Outro ponto, presente inclusive no mural que foi realizado, foi abordado pela Miriam, do núcleo da Urca, que explicou o sentido e a importância da Campanha de Financiamento Coletivo para arrecadar fundos para a compra de um caminhão para o Coletivo Alaíde Reis (assentamento Roseli Nunes e Terra da Paz), formado pelas famílias assentadas do MST do Sul Fluminense, que também será usado para distribuir a produção do assentamento Terra Prometida. Esse veículo é fundamental pois o escoamento da produção é um dos grandes desafios para os produtores dos assentamentos e também para viabilizar a compra dos produtos dos assentamentos pela Rede Ecológica. Além disso, a Kombi que está em uso está em péssimas condições de funcionamento, gerando problemas nas entregas e dificuldades para o motorista. A campanha vem arrecadando doações e empréstimos tanto de associados da Rede Ecológica quanto não associados e está sendo um sucesso, tendo quase chegado à meta que se propôs, de captar R$ 40.000,00. Além de atingir seu objetivo da compra do veículo, este movimento vem ao encontro da construção de novas formas de captação de recursos independentes do sistema financeiro e baseadas em relações de solidariedade e confiança.

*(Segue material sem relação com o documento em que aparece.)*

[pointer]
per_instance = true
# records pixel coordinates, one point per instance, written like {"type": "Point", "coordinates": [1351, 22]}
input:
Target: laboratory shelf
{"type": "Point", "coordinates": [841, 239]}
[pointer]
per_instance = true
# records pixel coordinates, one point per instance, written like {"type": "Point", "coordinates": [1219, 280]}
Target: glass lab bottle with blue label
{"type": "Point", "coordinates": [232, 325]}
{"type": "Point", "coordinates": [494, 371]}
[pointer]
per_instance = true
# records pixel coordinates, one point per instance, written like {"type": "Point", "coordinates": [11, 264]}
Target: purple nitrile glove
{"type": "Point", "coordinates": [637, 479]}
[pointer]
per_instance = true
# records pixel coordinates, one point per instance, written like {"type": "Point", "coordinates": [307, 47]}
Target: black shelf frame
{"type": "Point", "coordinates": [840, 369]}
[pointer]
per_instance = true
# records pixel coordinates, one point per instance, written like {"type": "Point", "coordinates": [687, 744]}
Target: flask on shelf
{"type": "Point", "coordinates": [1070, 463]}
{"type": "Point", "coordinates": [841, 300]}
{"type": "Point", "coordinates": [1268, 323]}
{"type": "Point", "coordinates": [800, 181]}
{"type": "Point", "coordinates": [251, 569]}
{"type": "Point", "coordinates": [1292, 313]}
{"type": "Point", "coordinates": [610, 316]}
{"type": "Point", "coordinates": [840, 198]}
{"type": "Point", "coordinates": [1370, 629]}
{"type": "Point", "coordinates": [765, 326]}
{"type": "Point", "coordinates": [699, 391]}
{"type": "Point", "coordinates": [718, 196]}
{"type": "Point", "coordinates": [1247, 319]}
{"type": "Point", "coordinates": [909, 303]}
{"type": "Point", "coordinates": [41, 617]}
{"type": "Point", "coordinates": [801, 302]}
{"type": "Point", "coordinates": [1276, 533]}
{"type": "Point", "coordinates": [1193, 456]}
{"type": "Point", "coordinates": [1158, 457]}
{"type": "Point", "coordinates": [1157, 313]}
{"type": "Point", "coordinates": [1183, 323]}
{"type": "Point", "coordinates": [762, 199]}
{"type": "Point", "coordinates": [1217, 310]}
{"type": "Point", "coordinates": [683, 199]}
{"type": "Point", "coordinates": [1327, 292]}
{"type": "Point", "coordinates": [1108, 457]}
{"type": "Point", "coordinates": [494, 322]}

Juliana falou sobre algumas parcerias desenvolvidas pelo assentamento com instituições e empresas. Há algum tempo atrás houve uma parceria exitosa com a UNIRIO, onde foram instalados alguns filtros para tirar a ferrugem, que é forte na água da região por conta dos areais. As empresas Danone e o Sebrae propuseram parceria como forma de apresentarem uma compensação ambiental pelo uso da água da região, onde ofereceram verba de R$ 10.000,00 para que se fizessem galinheiros na região. O contrato porém era capcioso e discretamente estabelecia que o montante teria que ser devolvido pelos assentados mais adiante, alegando que seria aplicado em outros projetos na região, os quais os assentados não são chamados a participar nem a opinar. Danone, Coca-Cola e Nestlé utilizam/engarrafam ilegalmente água da Reserva do Tinguá.

Como observamos a partir da visita no local, os assentados do Terra Prometida lutam diariamente pela posse da sua terra constantemente ameaçada por interesses econômicos. Por isso, povoar o assentamento e produzir alimentos significa segurança e qualidade de vida. Vendem produtos agroecológicos para feiras, redes (como a Rede Ecológica) e para a Feira da Reforma Agrária. Mesmo sem assistência dos órgãos competentes como ITERJ (que enviou poucas máquinas) e EMATER, que deveriam responder pelo cumprimento da lei da Reforma Agrária e prover estrutura básica para o assentamento (como água, luz, transporte, acessibilidade), além de encaminhar acompanhamento técnico para a produção, os proprietários de lotes do assentamento estão fazendo planejamento produtivo para a produção agroecológica entre os que estão mais conscientes. Esse tipo de produção acrescenta saúde ao trabalhador, que não se envenena com produtos químicos e também se torna mais barato para o produtor. O MST faz também parcerias técnicas com universidades para orientarem os agricultores. O assentamento Terra Prometida pretende iniciar o cultivo do arroz orgânico, também como forma de aproveitar as lagoas que os areais deixam pelo assentamento e que roubam espaços de plantio.

Ao final, Juliana propôs uma prática inspirada nos povos indígenas originários, de construção de uma textura sonora onde os integrantes da roda pronunciavam apenas as vogais dos seus nomes, pois para os Yanomami a força da palavra reside nas vogais. No início, todos na roda sussurravam as vogais do seu nome e, lentamente, o tom foi aumentando e ganhando força e vibração, enquanto o círculo girava. Essa prática coroou a energia de aprendizado, respeito e troca que permeou nossa visita pelo Terra Prometida, onde fomos muitíssimo bem recebidxs.